Hill Londra’ya döndüğünde konu gündeme geliyor ve posta pulunun ilk kıvılcımı da ateşleniyordu. Rowland Hill’ın planına göre; gönderici gönderi ücretini küçük resimli bir kâğıt parçası olarak verecek, bu kâğıt parçası da mektubun üzerine yapıştırılacaktı. Bu sistemde devlet herhangi bir hizmet yapmadan mektubun parasını alıyordu, ancak mektubu alıcısına en hızlı ve güvenli bir şekilde teslim etmekle yükümlüydü. Bazı siyasiler pul işinin mektupları kirletmekten başka bir işe yaramayacağını söyleseler de bu öneri büyük bir yankı uyandırdı ve bir penny değerinde, üzerinde Kraliçe Victoria’nın bir resmi olan ilk posta pulu siyah beyaz olarak 1 Mayıs 1840’da basıldı ve 6 Mayıs 1840 tarihinde tedavüle çıktı. Siyah zemin üzerine basılması ve 1 penny’lik değer taşıması nedeniyle “Penny Black” olarak da bilinir. Yazımızın başında bahsetmiştik, pulun ön yüzünde bulunan bilgilerden biri de basıldığı ülkenin isminin bulunmasıydı. Pulların ön yüzünde basıldığı ülkenin isminin bulunması uluslararası bir kural olmasına rağmen, ilk posta pulunu basıp kullandığı için sadece İngiltere, pullarında ülke ismi yazılmasından muaf tutulmuştur. Bu durum İngiltere’ye bu alanda tanınan bir ayrıcalıktır diyebiliriz.

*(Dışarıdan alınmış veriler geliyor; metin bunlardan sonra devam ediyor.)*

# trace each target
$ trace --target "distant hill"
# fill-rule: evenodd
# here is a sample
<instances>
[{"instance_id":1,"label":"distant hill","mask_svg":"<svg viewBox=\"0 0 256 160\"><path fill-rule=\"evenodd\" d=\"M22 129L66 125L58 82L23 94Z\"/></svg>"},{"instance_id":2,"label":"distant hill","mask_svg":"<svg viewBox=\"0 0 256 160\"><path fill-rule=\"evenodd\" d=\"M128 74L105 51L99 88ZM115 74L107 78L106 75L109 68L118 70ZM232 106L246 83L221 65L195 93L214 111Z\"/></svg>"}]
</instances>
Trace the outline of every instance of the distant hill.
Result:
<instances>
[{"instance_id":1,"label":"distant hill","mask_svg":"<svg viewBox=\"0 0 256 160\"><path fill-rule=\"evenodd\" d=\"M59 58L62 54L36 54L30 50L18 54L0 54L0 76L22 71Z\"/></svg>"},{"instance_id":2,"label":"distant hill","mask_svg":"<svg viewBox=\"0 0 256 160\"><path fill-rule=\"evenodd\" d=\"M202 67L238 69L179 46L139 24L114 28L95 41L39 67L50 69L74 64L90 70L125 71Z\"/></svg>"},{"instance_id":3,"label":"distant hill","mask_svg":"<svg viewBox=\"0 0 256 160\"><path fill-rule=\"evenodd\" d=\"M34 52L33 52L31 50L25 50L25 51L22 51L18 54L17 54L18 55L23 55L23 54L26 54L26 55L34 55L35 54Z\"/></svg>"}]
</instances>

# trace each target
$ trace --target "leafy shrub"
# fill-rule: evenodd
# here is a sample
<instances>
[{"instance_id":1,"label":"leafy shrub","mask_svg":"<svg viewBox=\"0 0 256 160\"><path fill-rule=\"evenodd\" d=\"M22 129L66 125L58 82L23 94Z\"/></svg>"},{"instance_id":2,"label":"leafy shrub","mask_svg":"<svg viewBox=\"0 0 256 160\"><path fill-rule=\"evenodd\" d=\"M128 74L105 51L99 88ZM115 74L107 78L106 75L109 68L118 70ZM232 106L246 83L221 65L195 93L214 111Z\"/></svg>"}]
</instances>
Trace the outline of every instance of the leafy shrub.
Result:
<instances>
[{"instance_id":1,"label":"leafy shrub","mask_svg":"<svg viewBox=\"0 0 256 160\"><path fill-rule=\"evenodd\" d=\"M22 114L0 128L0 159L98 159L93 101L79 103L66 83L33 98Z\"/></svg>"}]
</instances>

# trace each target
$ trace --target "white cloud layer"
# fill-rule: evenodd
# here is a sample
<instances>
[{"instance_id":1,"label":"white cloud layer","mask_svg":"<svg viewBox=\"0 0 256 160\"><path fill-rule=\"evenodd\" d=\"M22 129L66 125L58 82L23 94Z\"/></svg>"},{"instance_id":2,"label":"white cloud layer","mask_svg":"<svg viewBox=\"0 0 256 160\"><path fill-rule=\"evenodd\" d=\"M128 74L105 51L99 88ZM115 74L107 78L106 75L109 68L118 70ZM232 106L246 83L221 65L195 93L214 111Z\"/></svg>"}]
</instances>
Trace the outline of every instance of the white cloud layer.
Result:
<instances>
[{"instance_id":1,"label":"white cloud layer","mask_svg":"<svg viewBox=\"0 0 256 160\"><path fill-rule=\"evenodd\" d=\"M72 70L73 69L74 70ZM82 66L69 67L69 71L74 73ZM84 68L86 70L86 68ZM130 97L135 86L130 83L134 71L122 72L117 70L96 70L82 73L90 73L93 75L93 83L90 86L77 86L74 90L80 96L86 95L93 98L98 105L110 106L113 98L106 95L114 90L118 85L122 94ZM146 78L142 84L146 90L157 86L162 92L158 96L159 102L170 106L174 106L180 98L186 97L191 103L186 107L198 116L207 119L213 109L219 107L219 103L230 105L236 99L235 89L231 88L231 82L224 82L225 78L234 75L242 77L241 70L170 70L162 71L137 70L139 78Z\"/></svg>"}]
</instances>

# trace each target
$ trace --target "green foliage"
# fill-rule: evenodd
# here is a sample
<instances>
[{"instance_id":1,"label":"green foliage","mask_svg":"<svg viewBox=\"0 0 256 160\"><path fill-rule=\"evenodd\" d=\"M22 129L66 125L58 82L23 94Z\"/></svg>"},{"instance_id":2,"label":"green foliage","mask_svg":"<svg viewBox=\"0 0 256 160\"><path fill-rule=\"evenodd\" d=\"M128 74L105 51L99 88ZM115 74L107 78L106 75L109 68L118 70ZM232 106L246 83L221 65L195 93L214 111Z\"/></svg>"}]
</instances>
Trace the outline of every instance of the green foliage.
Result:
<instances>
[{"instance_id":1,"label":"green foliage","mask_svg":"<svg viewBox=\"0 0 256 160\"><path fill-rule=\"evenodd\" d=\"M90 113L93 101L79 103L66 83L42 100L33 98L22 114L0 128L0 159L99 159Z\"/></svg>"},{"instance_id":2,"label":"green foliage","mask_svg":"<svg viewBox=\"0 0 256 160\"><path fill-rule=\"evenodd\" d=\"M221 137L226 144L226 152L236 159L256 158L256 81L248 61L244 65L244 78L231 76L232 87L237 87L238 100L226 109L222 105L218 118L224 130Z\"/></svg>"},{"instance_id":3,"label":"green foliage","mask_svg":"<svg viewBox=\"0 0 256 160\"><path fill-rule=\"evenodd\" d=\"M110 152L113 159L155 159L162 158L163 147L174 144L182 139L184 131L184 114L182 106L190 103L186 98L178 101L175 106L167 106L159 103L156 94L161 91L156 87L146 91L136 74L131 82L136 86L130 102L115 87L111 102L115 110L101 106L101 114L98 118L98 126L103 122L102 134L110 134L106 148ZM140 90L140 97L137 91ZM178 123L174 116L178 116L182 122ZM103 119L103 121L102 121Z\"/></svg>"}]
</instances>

1840 yılında İngiltere’deki bu uygulama tüm dünyada büyük bir yankı uyandırdı ve posta hizmetlerinde bir dönüm noktası olarak kabul edildi. Ülkemizde de Osmanlı İmparatorluğu döneminde 1863 yılında bu sisteme geçilmiştir. İlk Postanemiz ise 1840 yılında Sirkeci’de bugünkü Yeni Camii’nin bahçesinde Postane-î Amire adıyla faaliyete geçmiştir. İlk posta pulumuz 1 Ocak 1863 tarihinde basılmış ve 13 Ocak 1863 tarihinde kullanılmaya başlanmıştır. Üzerinde dönemin padişahı Sultan Abdulaziz’in tuğrası bulunmaktadır ve taş baskı yöntemi kullanılarak Darphane-i Amire’de sigara kâğıdına basılmıştır.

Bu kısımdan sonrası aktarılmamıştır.